Aufklärung und Zustimmung
Es ist von besonderer Wichtigkeit, das Verhalten des Arztes (sowohl in straf- wie auch zivilrechtlicher Hinsicht) genauestens zu beurteilen, um herauszufinden, ob der Patient im Vorfeld umfassend über den medizinischen Eingriff aufgeklärt und über die damit verbundenen Risiken aufgeklärt wurde – und seine Zustimmung gegeben hat. Diese besondere, eindeutige und schriftliche Einverständniserklärung des Patienten für den vorgesehenen medizinischen Eingriff kann den Arzt vor einer möglichen Haftung schützen, vorausgesetzt, dass der Eingriff lege artis durchgeführt wurde und die entstandenen Verletzungen bzw. Schäden am Patienten Teil des mit dem Eingriff verbundenen Risikos waren – quasi Komplikationen, über die der Patient im Vorfeld aufgeklärt wurde und eingewilligt hat.
(Medizinische) Praxis und Schlussfolgerungen
In der Praxis ist die Bewertung medizinischer Eingriffe durch das Gericht ein komplexer und schwieriger Vorgang. Weder Richter noch Rechtsanwälte sind mit der spezifischen medizinischen Fachterminologie vertraut. Oft wird nicht berücksichtigt, dass die Schulmedizin eine empirische Wirtschaft ist, wobei die Diagnose von Krankheiten und die Auswahl der richtigen Behandlung rein auf die Wahrscheinlichkeit basiert, welche am wenigsten wahrscheinliche Krankheit nach Beurteilung der Symptome des Patienten ausgeschlossen werden kann.

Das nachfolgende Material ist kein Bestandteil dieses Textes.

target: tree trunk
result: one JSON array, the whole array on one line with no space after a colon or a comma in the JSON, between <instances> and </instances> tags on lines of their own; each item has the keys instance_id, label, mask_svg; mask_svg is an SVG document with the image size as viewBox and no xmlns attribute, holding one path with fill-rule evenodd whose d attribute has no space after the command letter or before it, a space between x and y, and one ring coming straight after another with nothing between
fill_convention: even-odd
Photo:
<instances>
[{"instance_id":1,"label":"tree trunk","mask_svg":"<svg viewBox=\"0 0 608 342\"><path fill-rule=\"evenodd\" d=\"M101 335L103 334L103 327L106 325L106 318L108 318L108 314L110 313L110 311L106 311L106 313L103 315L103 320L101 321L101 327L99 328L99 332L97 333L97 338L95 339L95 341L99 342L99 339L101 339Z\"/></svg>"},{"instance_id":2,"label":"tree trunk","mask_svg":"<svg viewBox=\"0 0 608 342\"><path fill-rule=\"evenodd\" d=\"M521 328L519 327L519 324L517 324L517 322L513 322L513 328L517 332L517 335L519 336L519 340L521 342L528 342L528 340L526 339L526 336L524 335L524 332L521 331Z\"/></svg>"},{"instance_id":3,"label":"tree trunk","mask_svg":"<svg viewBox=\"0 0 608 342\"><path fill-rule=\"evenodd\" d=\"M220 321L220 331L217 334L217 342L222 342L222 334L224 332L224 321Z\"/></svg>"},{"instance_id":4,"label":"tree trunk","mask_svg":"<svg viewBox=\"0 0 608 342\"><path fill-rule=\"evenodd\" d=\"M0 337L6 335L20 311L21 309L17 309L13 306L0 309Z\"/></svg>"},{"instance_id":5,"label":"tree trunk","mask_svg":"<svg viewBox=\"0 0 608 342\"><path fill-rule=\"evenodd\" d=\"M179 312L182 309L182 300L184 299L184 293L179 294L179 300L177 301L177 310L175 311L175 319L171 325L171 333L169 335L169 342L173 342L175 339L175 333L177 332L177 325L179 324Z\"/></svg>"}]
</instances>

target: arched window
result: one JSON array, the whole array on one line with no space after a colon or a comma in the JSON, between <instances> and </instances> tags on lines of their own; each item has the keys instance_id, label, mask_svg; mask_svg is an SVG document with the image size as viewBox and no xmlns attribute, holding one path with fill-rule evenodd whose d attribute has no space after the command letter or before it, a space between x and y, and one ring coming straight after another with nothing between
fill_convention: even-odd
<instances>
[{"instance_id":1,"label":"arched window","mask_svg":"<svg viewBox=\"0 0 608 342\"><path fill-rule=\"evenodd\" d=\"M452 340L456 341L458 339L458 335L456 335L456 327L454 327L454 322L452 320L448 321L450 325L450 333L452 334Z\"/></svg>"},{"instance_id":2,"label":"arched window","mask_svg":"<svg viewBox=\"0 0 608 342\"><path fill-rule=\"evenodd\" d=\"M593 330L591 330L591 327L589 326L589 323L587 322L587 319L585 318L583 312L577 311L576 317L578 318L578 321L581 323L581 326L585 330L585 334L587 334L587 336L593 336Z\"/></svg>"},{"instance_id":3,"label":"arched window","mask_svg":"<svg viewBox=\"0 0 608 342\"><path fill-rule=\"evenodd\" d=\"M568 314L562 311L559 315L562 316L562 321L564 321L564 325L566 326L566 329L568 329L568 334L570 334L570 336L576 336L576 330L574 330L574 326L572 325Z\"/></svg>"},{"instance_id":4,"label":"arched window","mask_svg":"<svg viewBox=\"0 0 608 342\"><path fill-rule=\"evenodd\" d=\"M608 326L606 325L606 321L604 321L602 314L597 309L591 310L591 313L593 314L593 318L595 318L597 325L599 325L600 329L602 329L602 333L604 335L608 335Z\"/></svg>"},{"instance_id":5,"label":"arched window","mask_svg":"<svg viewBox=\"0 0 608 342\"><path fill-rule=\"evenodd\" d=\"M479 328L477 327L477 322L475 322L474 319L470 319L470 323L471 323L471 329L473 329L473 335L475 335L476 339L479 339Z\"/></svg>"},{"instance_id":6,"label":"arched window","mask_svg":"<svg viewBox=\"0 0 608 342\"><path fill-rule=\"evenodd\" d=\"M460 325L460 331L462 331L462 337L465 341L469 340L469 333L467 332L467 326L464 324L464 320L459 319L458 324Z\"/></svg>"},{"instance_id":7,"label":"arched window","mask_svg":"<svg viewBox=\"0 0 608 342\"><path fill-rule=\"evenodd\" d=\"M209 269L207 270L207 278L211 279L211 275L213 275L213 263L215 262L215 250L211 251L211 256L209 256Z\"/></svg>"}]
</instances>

Klagen und Bezichtigungen von Ärzten haben in Griechenland sprunghaft zugenommen, und die Gerichte sind dazu übergegangen, zugunsten von Patienten (bzw. deren Erben) zu urteilen. Daher ist es heutzutage recht üblich, dass Gerichte den Klägern hohe Entschädigungssummen zusprechen. Dies hat einerseits zu einer vollständigeren, strikten und gerechteren gerichtlichen Behandlung von Fällen der medizinischen Fahrlässigkeit geführt, und andererseits zur Etablierung der sogenannten „Defensivmedizin“. Eine Manifestation dieser „Defensivmedizin“ ist das Vornehmen von vielen, unnötigen ärztlichen Untersuchungen für jeden einzelnen Fall (wobei die Kosten dafür häufig nicht von Zusatzversicherungen übernommen werden), um sicherzustellen, dass der Arzt vor Klagen gegen Behandlungsfehler rechtlich und umfänglich geschützt ist.